Identifying the strength of an inhibitor can help to better predict the metabolism of a compound. An example of this can be constructed from the common lung cancer drug gefitinib. This drug acts as a weak inhibitor of CYP2C19 and 2D6 (Swaisland et al., 2005; Xu and Li, 2019), therefore, drugs that are metabolized via CYP2C19 or 2D6 could potentially be affected when taken in combination with gefitinib. Fig. 3 shows that all SSRIs are metabolized via CYP2D6, with citalopram, fluvoxamine, sertraline, and venlafaxine also being metabolized via CYP2C19. If all interactions are considered the same, by this theory, the metabolism of all SSRIs will be affected when used in combination with gefitinib even if it is a weak inhibitor. However, as shown from the described assays (Fig. 1 and Table 2), the results are not the same for all drugs. While indeed (1:1) DDIs of gefitinib and SSRIs yielded insignificant results for most of the drugs, sertraline was an exception. Considering gefitinib is metabolized via CYP2D6, 3A4, 1A2, 2C9, and 2C19 (Fig. 3), in which CYP2D6 and 3A4 are the major (with less than 80% of the drug remaining) and CYP1A2, 2C9, and 2C19 are minor (Luong et al., 2021; Xu and Li, 2019), drugs that inhibit CYP2D6 and 3A4 performance could potentially affect the overall metabolism of gefitinib. As for the remaining SSRIs, metabolic inhibition effects (weak, moderate, strong) have also been characterized: fluoxetine (strong CYP2D6, weak/moderate CYP3A4), paroxetine (strong CYP2D6, weak CYP 3A4), sertraline (weak/moderate CYP2D6, weak 3A4), and fluvoxamine (weak CYP2D6, moderate CYP3A4). Continuing with the theory mentioned above, the metabolism of gefitinib should also be significantly affected when used in combination with fluoxetine, fluvoxamine, paroxetine, or sertraline. But from this study, the results show that the theory is true for paroxetine and sertraline, but not for fluoxetine and fluvoxamine (Fig. 1 and Table 2). Moreover, it can be seen that citalopram and venlafaxine do not effect gefitinib metabolism, which is in agreement with the theory drawn from Table 1.
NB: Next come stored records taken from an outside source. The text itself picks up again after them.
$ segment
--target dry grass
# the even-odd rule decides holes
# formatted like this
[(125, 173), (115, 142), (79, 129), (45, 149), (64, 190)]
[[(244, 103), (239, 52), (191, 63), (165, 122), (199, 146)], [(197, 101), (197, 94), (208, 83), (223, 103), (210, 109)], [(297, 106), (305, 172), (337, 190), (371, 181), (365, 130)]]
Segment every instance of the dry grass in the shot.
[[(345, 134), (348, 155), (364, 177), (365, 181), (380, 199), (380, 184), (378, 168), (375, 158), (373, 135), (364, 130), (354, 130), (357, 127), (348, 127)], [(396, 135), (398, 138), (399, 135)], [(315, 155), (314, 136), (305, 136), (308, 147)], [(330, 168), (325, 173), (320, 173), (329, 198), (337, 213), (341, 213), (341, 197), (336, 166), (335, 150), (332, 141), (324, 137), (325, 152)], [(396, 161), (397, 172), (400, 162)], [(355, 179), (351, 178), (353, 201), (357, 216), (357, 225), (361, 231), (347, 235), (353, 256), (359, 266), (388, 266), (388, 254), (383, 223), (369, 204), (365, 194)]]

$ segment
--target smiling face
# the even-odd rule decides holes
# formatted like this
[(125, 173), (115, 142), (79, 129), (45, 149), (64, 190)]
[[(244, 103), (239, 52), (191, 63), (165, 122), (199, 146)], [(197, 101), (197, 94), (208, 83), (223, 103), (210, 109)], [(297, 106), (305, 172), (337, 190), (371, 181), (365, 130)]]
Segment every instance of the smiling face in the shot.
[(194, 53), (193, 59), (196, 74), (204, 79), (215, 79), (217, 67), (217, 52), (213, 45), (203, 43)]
The results concerning sertraline, fluoxetine, and fluvoxamine in combination with gefitinib did not agree with the predictions. Like paroxetine, sertraline affects the metabolism of gefitinib in (1:1) and in (1:1:1) combinations with losartan. Like citalopram, fluvoxamine, and venlafaxine, sertraline is metabolized by CYP2C19 and 2D6. However, unlike other SSRIs, only sertraline is affected in (1:1) with gefitinib. The CYP screening profile (Fig. 3, Table 1-metabolism pathway) showed that sertraline was significantly degraded with CYP2D6, 2C9, and 2C19, while other SSRI degradations were observed with mostly CYP2D6. One explanation for this noted behavior is that the combination of both drugs being weak inhibitors of CYP2D6 with CYP2C19 caused an increase of DDIs. Moreover, fluvoxamine is a strong CYP1A2 and CYP2C19 inhibitor, a moderate CYP3A4 and CYP2C9 inhibitor, and a weak CYP2D6 inhibitor, while gefitinib is a weak CYP2D6 and CYP2C19 inhibitor. Looking at gefitinib's CYP profile (Fig. 3A), gefitinib was more strongly metabolized by CYP2D6 as compared to CYP3A4. Therefore, moderate CYP3A4 and weak CYP2D6 inhibition is not significant enough to observe a notable change in (1:1) DDIs. Oddly, fluoxetine is a strong CYP2D6 inhibitor, a weak/moderate CYP3A4 and CYP2C19 inhibitor, a moderate CYP2C9 inhibitor, and a weak CYP1A2 inhibitor. Based on the information in Table 1, fluoxetine should be the strongest inhibitor of gefitinib metabolism compared to the other SSRIs. However, the results show that paroxetine and sertraline significantly inhibit gefitinib metabolism in all combinations: (1:1) gefitinib alone and (1:1:1) with gefitinib and losartan. Herein, the CYP data profile of fluoxetine shows similar to fluvoxamine. Indeed, fluoxetine and fluvoxamine showed significant DDIs only in (1:1:1) with gefitinib and losartan. It is most likely that other pathways are affected as well since the activation and metabolism of many drugs primarily involve three metabolic pathways: (1) cytochrome P450, (2) monoamine oxidase (MAO), and (3) flavin-containing monooxygenase (FMO) (Jacobson et al., 1987; Jin et al., 2014).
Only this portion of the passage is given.